Member of the South Lanarkshire Council for Rutherglen South
- Incumbent
- Assumed office 3 May 2012
- Preceded by: Eileen Baxendale

Member of the Scottish Parliament for Glasgow (1 of 7 Regional MSPs)
- In office 6 May 1999 – 22 March 2011
- Preceded by: New position
- Succeeded by: Anne McTaggart

Personal details
- Born: 25 December 1947 (age 78) Newcastle-upon-Tyne, England
- Party: Scottish Liberal Democrats
- Education: University of Aberdeen

= Robert Brown (Scottish politician) =

Scottish politician (born 1947)

Robert Edward Brown (born 25 December 1947) is a Scottish Liberal Democrat politician. He was a Member of the Scottish Parliament (MSP) for the Glasgow region from 1999 to 2011.

==Career==
A graduate of the University of Aberdeen, he was Depute Procurator Fiscal of Dumbarton 1972−1974 and has since been a partner and consultant with a Glasgow firm of solicitors.
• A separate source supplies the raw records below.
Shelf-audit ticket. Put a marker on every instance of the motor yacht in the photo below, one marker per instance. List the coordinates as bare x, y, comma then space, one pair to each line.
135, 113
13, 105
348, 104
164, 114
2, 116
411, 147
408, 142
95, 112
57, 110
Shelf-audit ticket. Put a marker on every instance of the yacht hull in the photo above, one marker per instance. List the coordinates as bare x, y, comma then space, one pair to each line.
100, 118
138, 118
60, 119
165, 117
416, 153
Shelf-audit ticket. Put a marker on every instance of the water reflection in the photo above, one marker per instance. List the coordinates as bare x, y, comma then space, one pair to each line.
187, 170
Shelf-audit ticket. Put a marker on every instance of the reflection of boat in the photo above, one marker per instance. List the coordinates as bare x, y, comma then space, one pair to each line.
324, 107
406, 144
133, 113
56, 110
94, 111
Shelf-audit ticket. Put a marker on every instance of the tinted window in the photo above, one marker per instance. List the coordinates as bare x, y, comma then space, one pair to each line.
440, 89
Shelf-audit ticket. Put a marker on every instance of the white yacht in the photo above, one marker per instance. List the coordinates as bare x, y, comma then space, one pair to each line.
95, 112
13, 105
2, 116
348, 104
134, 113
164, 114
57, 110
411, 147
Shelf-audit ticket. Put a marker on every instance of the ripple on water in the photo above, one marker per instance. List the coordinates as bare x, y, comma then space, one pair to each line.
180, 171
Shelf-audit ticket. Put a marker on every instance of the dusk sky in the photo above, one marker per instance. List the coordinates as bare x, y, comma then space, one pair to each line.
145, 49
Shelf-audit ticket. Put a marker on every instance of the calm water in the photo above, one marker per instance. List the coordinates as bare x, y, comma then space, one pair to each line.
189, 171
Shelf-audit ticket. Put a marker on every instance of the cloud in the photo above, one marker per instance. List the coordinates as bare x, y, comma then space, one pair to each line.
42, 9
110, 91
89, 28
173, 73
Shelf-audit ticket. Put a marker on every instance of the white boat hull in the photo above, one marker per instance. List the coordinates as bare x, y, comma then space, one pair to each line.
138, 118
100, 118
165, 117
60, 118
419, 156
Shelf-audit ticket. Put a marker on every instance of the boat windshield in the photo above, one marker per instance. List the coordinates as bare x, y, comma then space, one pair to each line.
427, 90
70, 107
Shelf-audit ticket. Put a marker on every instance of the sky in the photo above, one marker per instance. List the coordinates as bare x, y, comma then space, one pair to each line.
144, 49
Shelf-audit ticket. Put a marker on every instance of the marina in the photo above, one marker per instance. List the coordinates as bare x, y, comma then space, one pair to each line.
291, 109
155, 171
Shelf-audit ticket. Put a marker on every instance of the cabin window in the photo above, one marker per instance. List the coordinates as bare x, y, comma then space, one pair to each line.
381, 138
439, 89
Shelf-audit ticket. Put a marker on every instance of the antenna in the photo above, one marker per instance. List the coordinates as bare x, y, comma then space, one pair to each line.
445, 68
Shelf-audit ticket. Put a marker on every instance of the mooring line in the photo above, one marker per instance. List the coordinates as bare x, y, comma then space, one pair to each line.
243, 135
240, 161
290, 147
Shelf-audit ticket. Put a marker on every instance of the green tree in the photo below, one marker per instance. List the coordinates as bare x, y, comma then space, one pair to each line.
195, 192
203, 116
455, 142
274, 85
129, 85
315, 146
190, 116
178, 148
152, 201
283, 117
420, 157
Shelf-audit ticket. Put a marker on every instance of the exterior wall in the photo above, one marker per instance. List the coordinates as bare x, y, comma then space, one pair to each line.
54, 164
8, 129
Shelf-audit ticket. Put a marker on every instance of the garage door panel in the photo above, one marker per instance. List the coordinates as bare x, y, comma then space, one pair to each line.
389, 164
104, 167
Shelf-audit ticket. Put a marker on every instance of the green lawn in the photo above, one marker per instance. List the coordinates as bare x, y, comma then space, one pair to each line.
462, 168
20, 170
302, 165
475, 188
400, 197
He was a Glasgow City councillor (Liberal) for several years in the 1970s and 1980s and was Convener of the Scottish Liberal Democrat Policy Committee for much of the 1990s and 2000s. He was first elected to the Scottish Parliament in its first election in 1999.

Following Nicol Stephen's election as party leader and succession as Deputy First Minister of Scotland in 2005, Brown was appointed Deputy Minister for Education and Young People in the Scottish Executive.

He was second on the Liberal Democrat list of candidates for Glasgow region in the 2011 Scottish Parliament election but was unsuccessful when the party failed to gain any list seats.

In May 2012, he was elected as a councillor for the Rutherglen South ward on South Lanarkshire Council, and retained the seat at the 2017 elections; being the only Liberal Democrat representative in the council out of 64 seats. He was an unsuccessful candidate for the Rutherglen and Hamilton West constituency at the 2017 UK general election, losing his deposit after receiving only 4% of the vote.

Brown was appointed Commander of the Order of the British Empire (CBE) in the 2014 New Year Honours for political service. He currently resides in Burnside, in the south of Greater Glasgow.